Jamieson Trauma Institute brings together clinical services, disaster management, military training, trauma epidemiology, as well as science and research institutions to deliver the best possible care to people who suffer a traumatic injury. It was established in July 2018 through a partnership between the Motor Accident Insurance Commission and the Metro North Hospital and Health Service at the Royal Brisbane and Women's Hospital. It operates in partnerships with government agencies, hospitals and health services, colleges, academic, research and industry partners with over $2 million invested in 2018-19.

Creating Pathways to Prevention

(Department of Education)

Four Queensland government agencies and Griffith University are collaborating to improve community disadvantage and child welfare through the Creating Pathways to Prevention program. The program builds capacity in community based support agencies to better meet the needs of the children and families. The program had an overall expenditure of $694,000 in 2018–19.

SPIKE program

(Department of Housing and Public Works)

The Queensland Academy of Sport’s (QAS) Sport Performance Innovation and Knowledge Excellence (SPIKE) program connects governments, universities, industry and the community to share information on improving athletic performance and sports science.  SPIKE has 12 new collaborative agreements, with cash contributions from research partners of almost $850,000 and QAS committing over $450,000.
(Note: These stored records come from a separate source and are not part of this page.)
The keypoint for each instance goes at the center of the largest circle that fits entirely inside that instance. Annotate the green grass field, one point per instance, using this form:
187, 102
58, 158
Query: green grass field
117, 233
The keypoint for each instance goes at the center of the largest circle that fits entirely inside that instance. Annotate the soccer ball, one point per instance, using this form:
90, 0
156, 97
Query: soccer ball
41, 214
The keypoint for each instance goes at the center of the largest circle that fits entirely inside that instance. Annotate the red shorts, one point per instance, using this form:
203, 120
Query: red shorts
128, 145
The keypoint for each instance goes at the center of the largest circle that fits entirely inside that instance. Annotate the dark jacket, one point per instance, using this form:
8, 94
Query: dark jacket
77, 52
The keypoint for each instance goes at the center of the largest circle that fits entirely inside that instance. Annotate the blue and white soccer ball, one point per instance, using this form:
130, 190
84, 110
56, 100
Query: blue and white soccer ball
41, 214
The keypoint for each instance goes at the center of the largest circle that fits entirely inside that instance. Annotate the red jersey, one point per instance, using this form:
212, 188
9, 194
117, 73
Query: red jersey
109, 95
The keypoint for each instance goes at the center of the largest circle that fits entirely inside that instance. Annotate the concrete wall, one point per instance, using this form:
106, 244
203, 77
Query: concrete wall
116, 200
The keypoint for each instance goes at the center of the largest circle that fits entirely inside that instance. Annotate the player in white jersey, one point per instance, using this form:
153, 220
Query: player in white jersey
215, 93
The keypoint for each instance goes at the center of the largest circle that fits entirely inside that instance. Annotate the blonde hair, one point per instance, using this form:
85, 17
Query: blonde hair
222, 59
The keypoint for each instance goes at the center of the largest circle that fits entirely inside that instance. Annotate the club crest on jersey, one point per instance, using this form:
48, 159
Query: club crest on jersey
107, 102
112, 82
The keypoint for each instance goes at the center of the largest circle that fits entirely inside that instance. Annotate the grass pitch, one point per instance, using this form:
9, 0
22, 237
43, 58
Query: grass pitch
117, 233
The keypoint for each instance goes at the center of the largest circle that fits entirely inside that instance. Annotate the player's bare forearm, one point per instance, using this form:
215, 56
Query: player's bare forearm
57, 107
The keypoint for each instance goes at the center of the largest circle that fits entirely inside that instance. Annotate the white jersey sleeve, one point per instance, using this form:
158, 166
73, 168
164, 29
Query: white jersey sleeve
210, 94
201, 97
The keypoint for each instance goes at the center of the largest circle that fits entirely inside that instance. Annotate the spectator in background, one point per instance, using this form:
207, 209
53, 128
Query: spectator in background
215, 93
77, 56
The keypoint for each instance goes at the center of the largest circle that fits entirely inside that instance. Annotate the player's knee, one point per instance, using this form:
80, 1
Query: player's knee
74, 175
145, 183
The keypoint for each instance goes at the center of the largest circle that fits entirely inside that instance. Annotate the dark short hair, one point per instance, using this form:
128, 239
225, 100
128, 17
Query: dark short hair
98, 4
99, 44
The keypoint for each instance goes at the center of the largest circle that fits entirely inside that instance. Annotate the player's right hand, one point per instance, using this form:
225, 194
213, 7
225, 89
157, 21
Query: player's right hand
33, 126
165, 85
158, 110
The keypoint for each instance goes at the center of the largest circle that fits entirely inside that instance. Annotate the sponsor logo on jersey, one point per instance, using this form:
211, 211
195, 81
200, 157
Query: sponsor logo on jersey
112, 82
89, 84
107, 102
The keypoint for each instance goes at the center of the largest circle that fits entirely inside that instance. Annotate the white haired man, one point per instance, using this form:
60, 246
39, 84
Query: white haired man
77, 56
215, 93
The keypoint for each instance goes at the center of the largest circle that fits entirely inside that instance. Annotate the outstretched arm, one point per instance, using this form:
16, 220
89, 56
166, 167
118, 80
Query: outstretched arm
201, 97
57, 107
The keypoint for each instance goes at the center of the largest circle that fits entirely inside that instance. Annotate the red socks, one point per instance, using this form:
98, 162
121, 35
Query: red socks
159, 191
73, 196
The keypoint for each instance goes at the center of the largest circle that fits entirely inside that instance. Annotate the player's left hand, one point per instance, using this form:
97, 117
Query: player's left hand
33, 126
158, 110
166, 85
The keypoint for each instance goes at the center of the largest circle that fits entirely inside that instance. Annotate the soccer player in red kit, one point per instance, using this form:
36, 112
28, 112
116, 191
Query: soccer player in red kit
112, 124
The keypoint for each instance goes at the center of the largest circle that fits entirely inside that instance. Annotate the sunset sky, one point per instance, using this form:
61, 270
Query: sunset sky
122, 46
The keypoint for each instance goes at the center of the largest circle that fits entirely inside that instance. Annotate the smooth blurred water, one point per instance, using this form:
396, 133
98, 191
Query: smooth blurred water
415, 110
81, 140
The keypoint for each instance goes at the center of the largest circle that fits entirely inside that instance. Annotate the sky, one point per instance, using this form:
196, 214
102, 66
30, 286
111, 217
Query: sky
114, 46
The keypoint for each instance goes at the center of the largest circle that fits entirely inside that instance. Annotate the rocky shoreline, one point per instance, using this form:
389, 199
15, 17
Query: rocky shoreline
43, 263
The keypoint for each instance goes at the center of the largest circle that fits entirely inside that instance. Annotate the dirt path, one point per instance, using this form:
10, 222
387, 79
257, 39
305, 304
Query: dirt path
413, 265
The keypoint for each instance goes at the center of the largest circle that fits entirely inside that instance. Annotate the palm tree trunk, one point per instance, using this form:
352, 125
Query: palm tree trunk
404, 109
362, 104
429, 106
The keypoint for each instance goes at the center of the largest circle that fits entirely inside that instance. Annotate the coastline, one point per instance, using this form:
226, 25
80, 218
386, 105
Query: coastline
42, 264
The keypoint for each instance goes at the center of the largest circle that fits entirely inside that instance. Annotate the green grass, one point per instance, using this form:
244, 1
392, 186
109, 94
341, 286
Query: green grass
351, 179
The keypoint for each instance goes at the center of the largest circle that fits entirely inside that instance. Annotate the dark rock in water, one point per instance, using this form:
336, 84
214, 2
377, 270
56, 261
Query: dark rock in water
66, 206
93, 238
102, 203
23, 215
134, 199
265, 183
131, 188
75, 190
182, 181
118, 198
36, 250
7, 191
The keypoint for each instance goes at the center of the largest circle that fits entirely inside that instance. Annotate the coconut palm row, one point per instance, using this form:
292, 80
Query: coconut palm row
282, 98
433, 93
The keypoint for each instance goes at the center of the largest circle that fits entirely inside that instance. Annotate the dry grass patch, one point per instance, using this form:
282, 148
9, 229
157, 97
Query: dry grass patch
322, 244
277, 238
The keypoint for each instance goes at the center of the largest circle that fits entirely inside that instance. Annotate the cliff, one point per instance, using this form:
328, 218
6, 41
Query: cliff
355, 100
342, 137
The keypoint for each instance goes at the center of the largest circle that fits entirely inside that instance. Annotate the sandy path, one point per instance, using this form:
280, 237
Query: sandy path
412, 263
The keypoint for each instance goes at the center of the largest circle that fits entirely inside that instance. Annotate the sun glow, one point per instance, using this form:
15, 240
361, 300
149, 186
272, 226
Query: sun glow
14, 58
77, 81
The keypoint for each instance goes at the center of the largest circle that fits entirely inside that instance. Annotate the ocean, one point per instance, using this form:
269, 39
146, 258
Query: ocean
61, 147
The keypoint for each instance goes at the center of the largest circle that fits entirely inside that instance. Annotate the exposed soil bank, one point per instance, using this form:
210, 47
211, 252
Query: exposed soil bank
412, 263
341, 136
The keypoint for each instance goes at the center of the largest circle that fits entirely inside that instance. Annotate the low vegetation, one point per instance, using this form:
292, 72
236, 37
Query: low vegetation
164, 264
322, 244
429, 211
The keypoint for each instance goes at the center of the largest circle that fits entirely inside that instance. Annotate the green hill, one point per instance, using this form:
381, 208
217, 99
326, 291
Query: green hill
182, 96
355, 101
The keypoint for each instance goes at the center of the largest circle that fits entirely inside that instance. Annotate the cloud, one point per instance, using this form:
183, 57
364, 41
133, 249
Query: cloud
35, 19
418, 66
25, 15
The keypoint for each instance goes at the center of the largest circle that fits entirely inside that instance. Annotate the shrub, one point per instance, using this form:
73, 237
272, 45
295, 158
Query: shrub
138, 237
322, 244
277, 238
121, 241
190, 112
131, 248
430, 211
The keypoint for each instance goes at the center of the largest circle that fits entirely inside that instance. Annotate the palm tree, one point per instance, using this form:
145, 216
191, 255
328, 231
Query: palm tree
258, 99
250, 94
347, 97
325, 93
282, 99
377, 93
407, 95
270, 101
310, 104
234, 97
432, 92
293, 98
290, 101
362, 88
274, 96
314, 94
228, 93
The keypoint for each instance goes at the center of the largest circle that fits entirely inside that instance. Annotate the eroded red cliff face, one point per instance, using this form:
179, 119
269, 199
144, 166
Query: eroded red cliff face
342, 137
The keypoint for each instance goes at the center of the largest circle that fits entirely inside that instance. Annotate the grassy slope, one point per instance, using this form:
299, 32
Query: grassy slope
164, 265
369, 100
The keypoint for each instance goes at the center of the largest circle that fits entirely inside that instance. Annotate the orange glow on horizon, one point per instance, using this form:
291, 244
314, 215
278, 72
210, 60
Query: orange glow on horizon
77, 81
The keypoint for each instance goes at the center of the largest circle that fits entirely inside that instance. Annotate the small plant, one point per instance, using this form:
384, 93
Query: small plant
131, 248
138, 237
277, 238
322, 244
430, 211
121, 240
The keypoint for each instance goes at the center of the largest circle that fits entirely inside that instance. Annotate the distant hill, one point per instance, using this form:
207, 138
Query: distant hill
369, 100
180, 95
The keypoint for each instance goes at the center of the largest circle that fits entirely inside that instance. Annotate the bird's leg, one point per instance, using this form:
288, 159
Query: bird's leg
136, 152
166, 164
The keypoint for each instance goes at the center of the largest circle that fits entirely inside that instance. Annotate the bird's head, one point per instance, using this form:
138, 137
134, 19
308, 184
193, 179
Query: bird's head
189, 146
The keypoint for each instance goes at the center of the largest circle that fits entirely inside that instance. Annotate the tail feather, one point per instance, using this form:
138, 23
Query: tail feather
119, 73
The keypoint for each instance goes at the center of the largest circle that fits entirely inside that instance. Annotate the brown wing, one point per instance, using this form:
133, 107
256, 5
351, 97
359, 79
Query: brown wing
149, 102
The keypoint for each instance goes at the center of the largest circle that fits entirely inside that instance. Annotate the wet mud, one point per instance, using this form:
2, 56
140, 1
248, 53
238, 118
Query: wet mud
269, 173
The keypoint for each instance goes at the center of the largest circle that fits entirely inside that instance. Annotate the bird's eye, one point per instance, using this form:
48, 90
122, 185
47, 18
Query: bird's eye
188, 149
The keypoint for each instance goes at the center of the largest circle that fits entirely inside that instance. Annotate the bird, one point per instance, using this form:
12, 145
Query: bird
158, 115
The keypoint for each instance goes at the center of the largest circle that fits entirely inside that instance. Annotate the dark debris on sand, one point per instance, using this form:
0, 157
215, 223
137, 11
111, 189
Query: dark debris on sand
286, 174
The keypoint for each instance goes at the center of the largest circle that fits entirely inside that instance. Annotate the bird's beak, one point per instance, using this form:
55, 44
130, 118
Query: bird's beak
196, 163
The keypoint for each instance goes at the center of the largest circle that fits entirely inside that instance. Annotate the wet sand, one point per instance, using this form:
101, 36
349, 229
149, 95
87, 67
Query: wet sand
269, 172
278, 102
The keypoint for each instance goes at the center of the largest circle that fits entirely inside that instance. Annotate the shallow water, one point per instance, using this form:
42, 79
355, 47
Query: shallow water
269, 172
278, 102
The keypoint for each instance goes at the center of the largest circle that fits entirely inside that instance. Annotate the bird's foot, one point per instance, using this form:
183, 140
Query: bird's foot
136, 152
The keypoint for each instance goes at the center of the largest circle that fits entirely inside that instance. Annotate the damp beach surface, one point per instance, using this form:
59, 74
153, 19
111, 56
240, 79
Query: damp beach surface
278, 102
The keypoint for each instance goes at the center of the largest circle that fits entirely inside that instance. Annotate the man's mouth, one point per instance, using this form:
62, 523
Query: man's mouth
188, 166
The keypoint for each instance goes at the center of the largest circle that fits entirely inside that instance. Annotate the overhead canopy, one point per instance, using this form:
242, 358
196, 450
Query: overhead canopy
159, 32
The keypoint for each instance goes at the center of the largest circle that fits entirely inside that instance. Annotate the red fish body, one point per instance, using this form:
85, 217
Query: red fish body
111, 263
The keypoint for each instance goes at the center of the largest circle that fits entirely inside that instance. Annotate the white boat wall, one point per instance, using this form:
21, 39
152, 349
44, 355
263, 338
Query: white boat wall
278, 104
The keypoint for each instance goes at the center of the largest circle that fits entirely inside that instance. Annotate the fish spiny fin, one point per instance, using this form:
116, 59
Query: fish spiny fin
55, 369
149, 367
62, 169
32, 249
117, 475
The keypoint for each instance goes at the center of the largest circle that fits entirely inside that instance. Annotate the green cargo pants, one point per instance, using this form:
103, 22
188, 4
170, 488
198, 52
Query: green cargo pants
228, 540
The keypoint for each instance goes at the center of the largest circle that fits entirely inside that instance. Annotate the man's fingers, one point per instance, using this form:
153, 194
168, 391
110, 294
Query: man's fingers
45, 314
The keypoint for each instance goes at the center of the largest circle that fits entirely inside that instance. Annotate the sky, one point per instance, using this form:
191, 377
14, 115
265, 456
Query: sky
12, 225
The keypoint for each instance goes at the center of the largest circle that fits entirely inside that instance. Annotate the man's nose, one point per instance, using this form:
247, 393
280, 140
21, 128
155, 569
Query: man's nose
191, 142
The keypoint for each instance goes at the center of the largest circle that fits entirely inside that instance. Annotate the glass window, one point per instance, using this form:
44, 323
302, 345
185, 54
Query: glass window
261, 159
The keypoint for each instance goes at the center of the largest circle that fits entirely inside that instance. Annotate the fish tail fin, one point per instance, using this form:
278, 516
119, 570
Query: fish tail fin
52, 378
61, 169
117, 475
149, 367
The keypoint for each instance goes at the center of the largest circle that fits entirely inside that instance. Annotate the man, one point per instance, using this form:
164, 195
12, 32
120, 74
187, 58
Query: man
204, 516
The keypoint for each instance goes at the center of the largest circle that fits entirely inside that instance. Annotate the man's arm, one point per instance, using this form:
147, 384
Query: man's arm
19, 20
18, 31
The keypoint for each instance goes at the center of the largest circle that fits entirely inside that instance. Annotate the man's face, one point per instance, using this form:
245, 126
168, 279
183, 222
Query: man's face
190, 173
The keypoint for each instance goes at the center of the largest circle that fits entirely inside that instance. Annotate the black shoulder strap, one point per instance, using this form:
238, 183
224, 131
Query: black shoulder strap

Offender Management Renewal Program

(Queensland Corrective Services)

Queensland Corrective Service’s Specialist Operations Team undertook a time and motion study to explore offender assessments and management across custodial and community corrections locations. The research, funded through the department’s recent review into the Queensland Parole System Review, was undertaken in partnership with a private sector organisation. A total of $134,000 was dedicated to completion of this phase of work, with almost $117,000 expended in 2018–19. The QCS Annual Report 2018–19 provides more information about this program.